Das, was nach 1989 zwischen Ost- und Westdeutschland stattfand, kann mit dem Konzept der Dominanzkultur (Rommelspacher 1995) gefasst werden. Dominanzkultur bedeutet, so Birgit Rommelspacher, dass „unsere ganze Lebensweise, unsere Selbstinterpretation, sowie die Bilder, die wir von anderen entwerfen, in Kategorien der Über- und Unterordnung gefasst sind.“ Kultur wird dabei in einem umfassenden Sinn verstanden „als Ensemble gemeinsam geteilter Bedeutungen, in denen die aktuelle Verfasstheit der Gesellschaft, insbesondere ihrer ökonomischen und politischen Strukturen, und ihre Geschichte zum Ausdruck kommen. Sie bestimmt das Verhalten, die Einstellung und Gefühle aller, die in dieser Gesellschaft leben.“ Und diese Kultur, so Rommelpacher weiter, „ist in der westlichen Gesellschaft vor allem durch die verschiedenen Traditionen von Herrschaft“ und damit verbunden von Über- und Unterordnung geprägt. Diese Machtverhältnisse der Gesellschaft haben sich eingeschrieben in das Denken und in die Gefühle, in das Unbewusste wie die Verhaltensvorschriften. Im Unterschied zu Herrschaft, so Rommelspacher, die in erster Linie auf Repressionen, auf Geboten und Verboten beruht, kann sich Dominanz auf weitgehende Zustimmung stützen. Dies ist möglich, da sie über die sozialen Strukturen und die internalisierten Normen der Menschen in eher unauffälliger Weise politische, soziale und ökonomische Hierarchien reproduziert.

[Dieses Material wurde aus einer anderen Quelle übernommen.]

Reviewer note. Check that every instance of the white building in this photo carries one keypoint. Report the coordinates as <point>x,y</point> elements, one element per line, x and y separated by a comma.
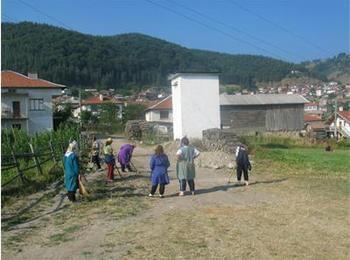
<point>311,107</point>
<point>26,102</point>
<point>342,123</point>
<point>196,103</point>
<point>161,111</point>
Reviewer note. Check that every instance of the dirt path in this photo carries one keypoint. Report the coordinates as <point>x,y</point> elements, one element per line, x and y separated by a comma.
<point>274,217</point>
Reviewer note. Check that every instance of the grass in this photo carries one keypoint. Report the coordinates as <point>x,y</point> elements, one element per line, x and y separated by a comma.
<point>309,160</point>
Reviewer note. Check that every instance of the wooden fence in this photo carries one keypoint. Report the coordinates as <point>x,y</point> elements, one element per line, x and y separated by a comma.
<point>39,156</point>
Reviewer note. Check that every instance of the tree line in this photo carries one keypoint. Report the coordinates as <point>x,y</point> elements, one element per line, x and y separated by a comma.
<point>122,61</point>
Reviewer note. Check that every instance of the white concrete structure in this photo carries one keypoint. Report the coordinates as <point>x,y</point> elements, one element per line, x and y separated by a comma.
<point>342,123</point>
<point>26,103</point>
<point>196,103</point>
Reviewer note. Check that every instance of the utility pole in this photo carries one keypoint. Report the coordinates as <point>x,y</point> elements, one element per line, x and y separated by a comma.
<point>335,119</point>
<point>80,122</point>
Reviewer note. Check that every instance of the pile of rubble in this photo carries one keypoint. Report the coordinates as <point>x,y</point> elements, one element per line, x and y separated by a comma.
<point>220,140</point>
<point>207,159</point>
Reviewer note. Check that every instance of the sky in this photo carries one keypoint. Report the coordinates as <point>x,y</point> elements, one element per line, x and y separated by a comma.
<point>292,30</point>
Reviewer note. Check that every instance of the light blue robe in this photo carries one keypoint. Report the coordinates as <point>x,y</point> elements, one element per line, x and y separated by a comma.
<point>71,171</point>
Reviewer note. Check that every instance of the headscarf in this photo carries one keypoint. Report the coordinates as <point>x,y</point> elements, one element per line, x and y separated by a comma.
<point>71,148</point>
<point>109,141</point>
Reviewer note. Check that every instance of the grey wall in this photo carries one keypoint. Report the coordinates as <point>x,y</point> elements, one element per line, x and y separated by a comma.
<point>263,117</point>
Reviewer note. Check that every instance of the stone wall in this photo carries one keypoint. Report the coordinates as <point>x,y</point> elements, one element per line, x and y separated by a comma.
<point>220,140</point>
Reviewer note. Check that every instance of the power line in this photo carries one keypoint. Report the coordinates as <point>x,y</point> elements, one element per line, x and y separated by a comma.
<point>234,28</point>
<point>45,14</point>
<point>10,18</point>
<point>213,28</point>
<point>310,43</point>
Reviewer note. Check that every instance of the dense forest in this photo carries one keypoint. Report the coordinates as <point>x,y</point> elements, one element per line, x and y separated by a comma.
<point>122,61</point>
<point>336,68</point>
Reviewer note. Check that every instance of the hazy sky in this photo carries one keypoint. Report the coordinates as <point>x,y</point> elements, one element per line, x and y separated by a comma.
<point>293,30</point>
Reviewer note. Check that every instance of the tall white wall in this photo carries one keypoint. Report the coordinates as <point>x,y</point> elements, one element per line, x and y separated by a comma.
<point>196,104</point>
<point>176,101</point>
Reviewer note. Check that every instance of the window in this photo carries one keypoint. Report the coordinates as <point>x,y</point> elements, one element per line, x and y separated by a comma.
<point>164,114</point>
<point>18,126</point>
<point>16,108</point>
<point>36,104</point>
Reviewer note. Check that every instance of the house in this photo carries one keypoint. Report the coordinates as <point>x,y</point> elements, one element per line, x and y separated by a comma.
<point>26,101</point>
<point>195,98</point>
<point>161,111</point>
<point>262,112</point>
<point>315,126</point>
<point>341,126</point>
<point>95,104</point>
<point>312,107</point>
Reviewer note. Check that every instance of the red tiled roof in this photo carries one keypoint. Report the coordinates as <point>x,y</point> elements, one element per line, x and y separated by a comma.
<point>97,101</point>
<point>164,104</point>
<point>11,79</point>
<point>344,114</point>
<point>311,104</point>
<point>312,117</point>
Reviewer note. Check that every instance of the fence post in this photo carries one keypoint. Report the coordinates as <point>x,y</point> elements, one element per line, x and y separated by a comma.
<point>20,173</point>
<point>52,149</point>
<point>36,159</point>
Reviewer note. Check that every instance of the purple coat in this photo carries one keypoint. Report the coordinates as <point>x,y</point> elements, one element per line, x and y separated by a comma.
<point>125,153</point>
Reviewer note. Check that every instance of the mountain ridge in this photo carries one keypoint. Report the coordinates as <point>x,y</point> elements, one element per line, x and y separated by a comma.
<point>129,60</point>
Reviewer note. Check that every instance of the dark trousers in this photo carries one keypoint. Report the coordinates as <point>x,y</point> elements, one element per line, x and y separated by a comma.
<point>71,195</point>
<point>161,189</point>
<point>241,169</point>
<point>110,171</point>
<point>123,166</point>
<point>183,185</point>
<point>96,160</point>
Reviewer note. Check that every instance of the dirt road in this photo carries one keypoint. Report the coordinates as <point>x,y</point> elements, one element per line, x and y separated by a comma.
<point>277,216</point>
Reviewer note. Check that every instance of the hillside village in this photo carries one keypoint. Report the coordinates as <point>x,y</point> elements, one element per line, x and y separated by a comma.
<point>229,141</point>
<point>321,100</point>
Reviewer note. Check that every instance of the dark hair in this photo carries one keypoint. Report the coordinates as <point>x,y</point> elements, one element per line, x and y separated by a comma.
<point>185,141</point>
<point>159,150</point>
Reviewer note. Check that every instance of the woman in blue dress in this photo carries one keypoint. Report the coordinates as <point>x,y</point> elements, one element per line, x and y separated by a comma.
<point>71,171</point>
<point>159,165</point>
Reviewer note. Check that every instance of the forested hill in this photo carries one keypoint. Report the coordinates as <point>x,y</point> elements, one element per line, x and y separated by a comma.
<point>121,61</point>
<point>336,68</point>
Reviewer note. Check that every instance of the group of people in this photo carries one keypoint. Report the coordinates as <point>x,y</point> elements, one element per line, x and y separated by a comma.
<point>159,164</point>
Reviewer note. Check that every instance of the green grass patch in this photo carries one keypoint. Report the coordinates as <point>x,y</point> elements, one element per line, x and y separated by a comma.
<point>311,160</point>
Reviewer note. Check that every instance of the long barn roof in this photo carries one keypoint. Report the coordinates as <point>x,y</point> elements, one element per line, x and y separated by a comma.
<point>12,79</point>
<point>261,99</point>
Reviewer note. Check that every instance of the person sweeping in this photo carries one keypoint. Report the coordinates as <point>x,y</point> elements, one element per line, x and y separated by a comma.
<point>185,168</point>
<point>243,163</point>
<point>109,159</point>
<point>71,171</point>
<point>159,165</point>
<point>124,156</point>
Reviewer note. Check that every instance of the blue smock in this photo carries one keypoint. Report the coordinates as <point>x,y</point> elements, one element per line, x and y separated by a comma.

Im Prozess der deutschen Vereinigung geht es von daher zwischen Ost und West nicht nur um Verschiedenheit (horizontale Ebene), sondern immer auch um ein Machtgefälle (vertikale Ebene.) Die Thematisierung dieser vertikalen Ebene stört den gesellschaftlichen Konsens, der um Nivellierung dieser Differenzen bemüht ist und Thematisierung derselben negativ sanktioniert. Folge ist das Schweigen auf Seiten der Nicht-Dominanten. DDR-Geschichte und -Erfahrung landet somit an den privaten Küchentischen und wird nicht (mehr) gesellschaftlich diskutiert.

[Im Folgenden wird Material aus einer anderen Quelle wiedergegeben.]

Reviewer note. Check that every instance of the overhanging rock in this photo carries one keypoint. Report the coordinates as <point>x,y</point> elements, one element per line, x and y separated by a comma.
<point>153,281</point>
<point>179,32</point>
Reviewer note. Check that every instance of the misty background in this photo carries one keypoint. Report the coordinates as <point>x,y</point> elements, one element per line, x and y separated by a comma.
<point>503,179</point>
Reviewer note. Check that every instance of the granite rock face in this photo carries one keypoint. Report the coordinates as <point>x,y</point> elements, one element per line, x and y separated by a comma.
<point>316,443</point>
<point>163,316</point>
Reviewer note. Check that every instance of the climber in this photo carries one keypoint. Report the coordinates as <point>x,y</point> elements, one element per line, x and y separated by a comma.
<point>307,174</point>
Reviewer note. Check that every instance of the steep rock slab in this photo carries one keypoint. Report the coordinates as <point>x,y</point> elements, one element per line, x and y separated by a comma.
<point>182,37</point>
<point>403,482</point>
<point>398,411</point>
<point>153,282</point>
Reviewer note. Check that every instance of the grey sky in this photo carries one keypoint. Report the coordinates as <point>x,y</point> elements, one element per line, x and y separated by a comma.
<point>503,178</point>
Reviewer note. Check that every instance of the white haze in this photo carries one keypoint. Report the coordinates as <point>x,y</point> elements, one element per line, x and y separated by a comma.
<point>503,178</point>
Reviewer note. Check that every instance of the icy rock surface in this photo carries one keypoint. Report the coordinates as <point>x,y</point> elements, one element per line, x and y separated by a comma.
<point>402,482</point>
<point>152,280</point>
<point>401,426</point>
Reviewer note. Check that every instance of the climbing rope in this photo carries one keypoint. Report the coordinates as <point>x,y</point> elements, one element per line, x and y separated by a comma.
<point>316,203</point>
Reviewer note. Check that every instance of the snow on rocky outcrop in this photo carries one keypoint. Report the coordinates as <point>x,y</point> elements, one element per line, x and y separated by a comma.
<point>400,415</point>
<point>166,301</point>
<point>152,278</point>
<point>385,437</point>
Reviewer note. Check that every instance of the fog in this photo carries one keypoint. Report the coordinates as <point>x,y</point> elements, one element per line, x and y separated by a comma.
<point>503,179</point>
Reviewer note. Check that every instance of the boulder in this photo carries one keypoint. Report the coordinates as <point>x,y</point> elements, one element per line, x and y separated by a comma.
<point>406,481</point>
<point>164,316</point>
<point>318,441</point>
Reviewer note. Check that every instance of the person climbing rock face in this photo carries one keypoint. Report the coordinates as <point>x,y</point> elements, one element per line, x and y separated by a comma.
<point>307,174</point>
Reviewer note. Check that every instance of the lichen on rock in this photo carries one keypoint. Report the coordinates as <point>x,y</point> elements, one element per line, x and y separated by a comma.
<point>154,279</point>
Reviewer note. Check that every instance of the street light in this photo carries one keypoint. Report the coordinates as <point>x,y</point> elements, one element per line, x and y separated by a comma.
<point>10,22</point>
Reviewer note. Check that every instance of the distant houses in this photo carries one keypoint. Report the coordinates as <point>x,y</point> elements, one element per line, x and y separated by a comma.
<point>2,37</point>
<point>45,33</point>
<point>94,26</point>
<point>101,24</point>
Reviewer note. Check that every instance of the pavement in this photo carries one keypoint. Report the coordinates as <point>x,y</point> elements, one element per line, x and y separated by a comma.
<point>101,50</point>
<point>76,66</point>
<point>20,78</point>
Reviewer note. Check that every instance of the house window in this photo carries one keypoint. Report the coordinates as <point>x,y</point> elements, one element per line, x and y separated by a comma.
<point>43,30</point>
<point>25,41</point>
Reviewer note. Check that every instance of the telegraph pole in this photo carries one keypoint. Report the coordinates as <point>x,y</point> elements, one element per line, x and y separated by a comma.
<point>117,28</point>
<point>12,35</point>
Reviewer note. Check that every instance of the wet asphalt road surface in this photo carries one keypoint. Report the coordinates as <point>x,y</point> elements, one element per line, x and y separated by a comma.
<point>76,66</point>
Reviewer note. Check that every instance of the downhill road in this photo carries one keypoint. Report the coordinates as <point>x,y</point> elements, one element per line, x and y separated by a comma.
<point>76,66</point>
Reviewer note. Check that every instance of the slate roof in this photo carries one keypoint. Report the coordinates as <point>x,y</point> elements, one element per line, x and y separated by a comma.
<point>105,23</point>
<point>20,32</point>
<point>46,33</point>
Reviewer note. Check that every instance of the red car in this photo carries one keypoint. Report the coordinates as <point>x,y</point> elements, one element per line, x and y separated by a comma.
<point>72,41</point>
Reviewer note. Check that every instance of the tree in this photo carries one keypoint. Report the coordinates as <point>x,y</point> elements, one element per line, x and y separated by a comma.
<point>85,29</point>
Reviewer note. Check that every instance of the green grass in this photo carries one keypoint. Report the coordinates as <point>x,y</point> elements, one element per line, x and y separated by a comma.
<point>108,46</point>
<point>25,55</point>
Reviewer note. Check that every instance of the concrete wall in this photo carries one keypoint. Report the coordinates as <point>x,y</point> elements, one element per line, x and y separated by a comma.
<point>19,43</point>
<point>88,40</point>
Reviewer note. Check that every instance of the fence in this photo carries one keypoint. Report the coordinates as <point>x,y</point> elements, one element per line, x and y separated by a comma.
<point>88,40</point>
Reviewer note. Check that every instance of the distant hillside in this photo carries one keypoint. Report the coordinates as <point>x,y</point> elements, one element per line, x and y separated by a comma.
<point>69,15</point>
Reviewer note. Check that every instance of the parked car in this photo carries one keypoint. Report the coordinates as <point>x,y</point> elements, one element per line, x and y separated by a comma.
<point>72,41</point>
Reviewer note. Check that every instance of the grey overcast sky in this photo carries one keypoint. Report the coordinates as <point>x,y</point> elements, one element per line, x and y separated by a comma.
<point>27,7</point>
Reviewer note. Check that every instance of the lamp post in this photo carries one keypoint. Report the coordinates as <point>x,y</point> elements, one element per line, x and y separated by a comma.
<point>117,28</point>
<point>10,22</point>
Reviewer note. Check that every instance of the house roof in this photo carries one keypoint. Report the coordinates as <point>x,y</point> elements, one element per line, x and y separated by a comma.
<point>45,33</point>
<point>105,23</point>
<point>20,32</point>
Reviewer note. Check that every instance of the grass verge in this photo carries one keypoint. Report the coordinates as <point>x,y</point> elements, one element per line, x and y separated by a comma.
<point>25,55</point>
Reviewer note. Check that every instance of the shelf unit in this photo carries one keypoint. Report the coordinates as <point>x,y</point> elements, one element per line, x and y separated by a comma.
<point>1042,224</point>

Doch warum hat sich diese Dominanzkultur so gut etablieren lassen?


These 3: Das Machtgefälle im deutschen Vereinigungsprozess basierte nicht nur auf dem massiven ökonomischen Gefälle zwischen Ost und West, sondern ist auch stark geprägt durch die Bilder des Kalten Krieges.

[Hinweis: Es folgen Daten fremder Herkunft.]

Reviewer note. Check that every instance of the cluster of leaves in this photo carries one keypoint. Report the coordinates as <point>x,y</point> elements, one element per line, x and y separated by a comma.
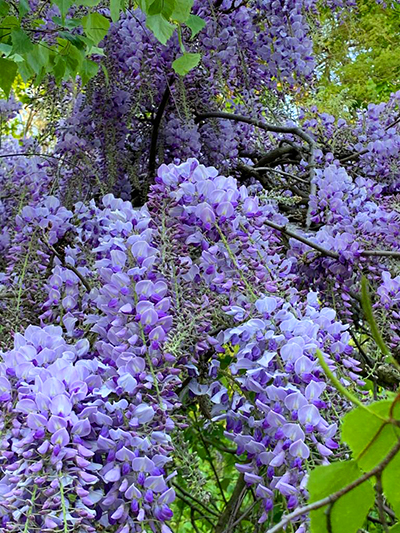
<point>367,68</point>
<point>61,38</point>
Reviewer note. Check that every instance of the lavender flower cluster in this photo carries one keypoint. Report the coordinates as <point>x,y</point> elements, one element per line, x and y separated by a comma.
<point>90,393</point>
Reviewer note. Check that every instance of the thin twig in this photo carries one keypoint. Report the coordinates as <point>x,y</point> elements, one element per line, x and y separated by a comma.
<point>156,126</point>
<point>194,499</point>
<point>283,173</point>
<point>189,503</point>
<point>325,251</point>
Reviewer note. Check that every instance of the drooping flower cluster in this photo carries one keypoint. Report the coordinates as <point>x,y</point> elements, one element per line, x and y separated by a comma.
<point>140,293</point>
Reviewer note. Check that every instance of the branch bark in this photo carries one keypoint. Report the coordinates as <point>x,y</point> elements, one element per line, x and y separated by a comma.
<point>231,505</point>
<point>156,126</point>
<point>332,498</point>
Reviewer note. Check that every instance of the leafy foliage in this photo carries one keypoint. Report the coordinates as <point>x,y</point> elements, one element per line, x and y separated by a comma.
<point>182,343</point>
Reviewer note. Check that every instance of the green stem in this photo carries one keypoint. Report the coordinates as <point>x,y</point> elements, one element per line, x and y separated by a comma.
<point>233,259</point>
<point>181,45</point>
<point>24,267</point>
<point>63,506</point>
<point>341,388</point>
<point>28,514</point>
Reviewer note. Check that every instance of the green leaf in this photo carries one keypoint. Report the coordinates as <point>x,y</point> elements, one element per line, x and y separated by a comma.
<point>88,70</point>
<point>156,8</point>
<point>185,63</point>
<point>23,8</point>
<point>115,9</point>
<point>369,438</point>
<point>105,72</point>
<point>161,28</point>
<point>21,42</point>
<point>38,58</point>
<point>5,48</point>
<point>4,8</point>
<point>63,6</point>
<point>390,484</point>
<point>95,26</point>
<point>59,68</point>
<point>196,24</point>
<point>181,10</point>
<point>348,513</point>
<point>8,23</point>
<point>73,60</point>
<point>8,71</point>
<point>74,39</point>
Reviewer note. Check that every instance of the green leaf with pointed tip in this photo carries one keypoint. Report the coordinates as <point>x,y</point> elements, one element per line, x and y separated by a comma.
<point>155,7</point>
<point>390,484</point>
<point>25,71</point>
<point>350,511</point>
<point>95,26</point>
<point>8,71</point>
<point>59,68</point>
<point>369,438</point>
<point>5,48</point>
<point>38,58</point>
<point>186,63</point>
<point>21,42</point>
<point>73,60</point>
<point>181,10</point>
<point>105,72</point>
<point>161,28</point>
<point>76,40</point>
<point>196,24</point>
<point>23,8</point>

Als Ost- und Westdeutschland sich vereinigten, lagen 40 Jahre getrennter Geschichte hinter beiden Ländern. Die Bilder des jeweils anderen waren nicht neutral, sondern geprägt von den Feindbildern des Kalten Krieges und den jeweiligen Abwertungen. Damit verbunden war ein polares Denken: Demokratie hier – Diktatur dort. Reale Kenntnisse über das jeweils andere Deutschland gab es kaum. Im Prozess der Vereinigung dominierten zunächst auch die Bilder des Kalten Krieges, die eine differenzierte Wahrnehmung ostdeutscher Lebensrealität und auch des ostdeutschen Systems nahezu verunmöglichten. So stellt auch eine Studie zur Medienanalyse fest, „dass die aus der Zeit der deutschen Spaltung stammende Identitätskonkurrenz nicht allmählich eingeebnet, sondern (…) reproduziert wird.“ (Ahbe 2009: S. 110).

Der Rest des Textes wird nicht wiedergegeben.